Consumers are feeling the pinch of inflation in various ways, not least when it comes to their regular food shop. But supermarkets are under pressure too. Their margins are being eaten away by rising costs, and consumers are unwilling or unable to absorb the massive price hikes that would maintain the kinds of margins supermarkets are used to enjoying. Consumer behaviour is shifting in this highly price-sensitive market, and some supermarkets are under increased scrutiny to ensure they are not befuddling consumers during this difficult time.

The Competition and Markets Authority (CMA) is investigating cost of living pressures in the groceries sector. Its latest update, published today, is accompanied by two reports: 

  • an assessment of retail competition in the groceries sector, and 
  • a review of unit pricing practices across major retailers.


The CMA has been assessing how retail competition is working in the UK grocery sector. It has focused on the extent to which rivalry between retailers ensures they keep their prices as low as possible and whether consumers can shop around to get the best deals.

Although food price inflation is at historically high levels, evidence collected to date by the CMA indicates that competition issues have not been driving this. Operating profits in the retail grocery sector fell by 41.5% in 2022/23, compared with the previous year,  while average operating margins fell from 3.2% to 1.8%. This is due to retailers’ costs increasing faster than their revenues, indicating that rising costs have not been passed on in full to consumers. However, the rate of inflation is now falling, so the CMA will keep an eye on things to see if price increases slow down in response.
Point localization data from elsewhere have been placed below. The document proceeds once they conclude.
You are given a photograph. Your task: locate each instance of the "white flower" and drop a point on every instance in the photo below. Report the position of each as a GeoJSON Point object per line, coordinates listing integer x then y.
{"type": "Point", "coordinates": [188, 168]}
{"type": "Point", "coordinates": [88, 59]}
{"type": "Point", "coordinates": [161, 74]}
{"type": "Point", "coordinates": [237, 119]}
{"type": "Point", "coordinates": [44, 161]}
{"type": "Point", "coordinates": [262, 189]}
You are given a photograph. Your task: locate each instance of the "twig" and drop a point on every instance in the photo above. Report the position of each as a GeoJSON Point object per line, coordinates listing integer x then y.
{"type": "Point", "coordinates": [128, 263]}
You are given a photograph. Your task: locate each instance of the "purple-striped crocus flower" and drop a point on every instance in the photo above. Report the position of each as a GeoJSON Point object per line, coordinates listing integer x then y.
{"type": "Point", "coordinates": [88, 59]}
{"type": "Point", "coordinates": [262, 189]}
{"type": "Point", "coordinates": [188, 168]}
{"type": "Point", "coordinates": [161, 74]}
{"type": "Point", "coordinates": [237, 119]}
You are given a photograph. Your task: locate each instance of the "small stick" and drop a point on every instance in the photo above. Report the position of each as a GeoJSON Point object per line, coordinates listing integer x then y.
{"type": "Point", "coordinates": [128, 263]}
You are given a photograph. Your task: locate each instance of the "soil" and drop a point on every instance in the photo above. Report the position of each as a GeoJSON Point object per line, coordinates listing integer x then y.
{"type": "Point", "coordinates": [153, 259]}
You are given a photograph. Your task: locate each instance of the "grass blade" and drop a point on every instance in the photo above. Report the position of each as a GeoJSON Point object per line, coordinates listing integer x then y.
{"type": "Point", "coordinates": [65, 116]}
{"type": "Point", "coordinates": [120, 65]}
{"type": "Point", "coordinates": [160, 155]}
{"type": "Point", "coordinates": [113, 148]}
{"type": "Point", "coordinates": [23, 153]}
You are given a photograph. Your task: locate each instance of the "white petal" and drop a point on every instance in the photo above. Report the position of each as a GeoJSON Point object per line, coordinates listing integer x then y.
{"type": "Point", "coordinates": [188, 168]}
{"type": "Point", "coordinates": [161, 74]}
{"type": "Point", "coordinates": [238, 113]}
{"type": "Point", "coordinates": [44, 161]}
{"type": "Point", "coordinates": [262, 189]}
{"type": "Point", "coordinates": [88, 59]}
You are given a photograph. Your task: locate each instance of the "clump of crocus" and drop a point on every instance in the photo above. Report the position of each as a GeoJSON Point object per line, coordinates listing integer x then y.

The CMA’s review has not yet examined competition for individual product categories or across the wider grocery supply chain. This will be an important focus for the next phase of its work and it has identified ten product categories including milk, bread, and baby formula that it says merit further analysis.
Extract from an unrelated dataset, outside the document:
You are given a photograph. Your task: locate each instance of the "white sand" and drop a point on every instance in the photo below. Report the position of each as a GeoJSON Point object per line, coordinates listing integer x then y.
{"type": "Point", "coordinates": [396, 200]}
As part of its ongoing work, the CMA could make recommendations to address any competition issues it finds or take a closer look at any areas which justify further scrutiny.

Unit Pricing

The CMA points out that unit pricing provides critical information to ensure people can compare prices effectively.  Which? has recently argued that supermarkets are not complying with unit pricing requirements, particularly in relation to loyalty card pricing. 

The CMA reviewed 11 supermarkets and seven other retailers (ie stores that sell homeware and household goods with a more limited range of groceries). It found compliance concerns with the Price Marking Order 2004 (PMO) amongst all those it reviewed.  For some retailers these were relatively minor, but the CMA has identified that compliance is worse amongst some variety retailers.

The CMA says that the PMO itself allows unhelpful inconsistencies in retailers’ practices and leave too much scope for interpretation. Its concerns relate to:

  • Consistency – different measurements are being used for similar types of products, making it hard for consumers to compare deals on a like-for-like basis. For example, tea bags being priced per 100 grams for some products and others being unit priced per each tea bag.
  • Transparency – missing or incorrectly calculated unit pricing information both in store and online. For example, 250ml handwash costing £1.19 but unit priced at £476.00 per 100ml and unit pricing information unavailable online until items were selected.
  • Legibility – unit pricing information being difficult to read, for example text on labels being too small or shelf edge labels being obscured by promotional information or by shop fittings.
  • Promotions – some retailers not displaying unit prices for any products on promotion.

In its report, the CMA has set out recommendations on the unit pricing rules and is calling on the government to reform this legislation. It has also written to those that are not fully complying with the PMO and expects them to make changes to address its concerns or risk enforcement action.

The CMA is calling on all retailers to give consumers the unit pricing information they need to make meaningful comparisons, particularly for products on promotion, even before any reforms to the PMO are introduced and refers to the requirements of the Consumer Protection from Unfair Trading Regulations 2008 not to mislead consumers (by action or omission).

The CMA says that it will publish the findings of its consumer research into the use of unit pricing in Autumn 2023.  It will be interesting to see if its findings on unit pricing are reflected in the Digital Markets, Competition and Consumers Bill as it passes through parliament; if not, it could be a missed opportunity to update the rules in this area.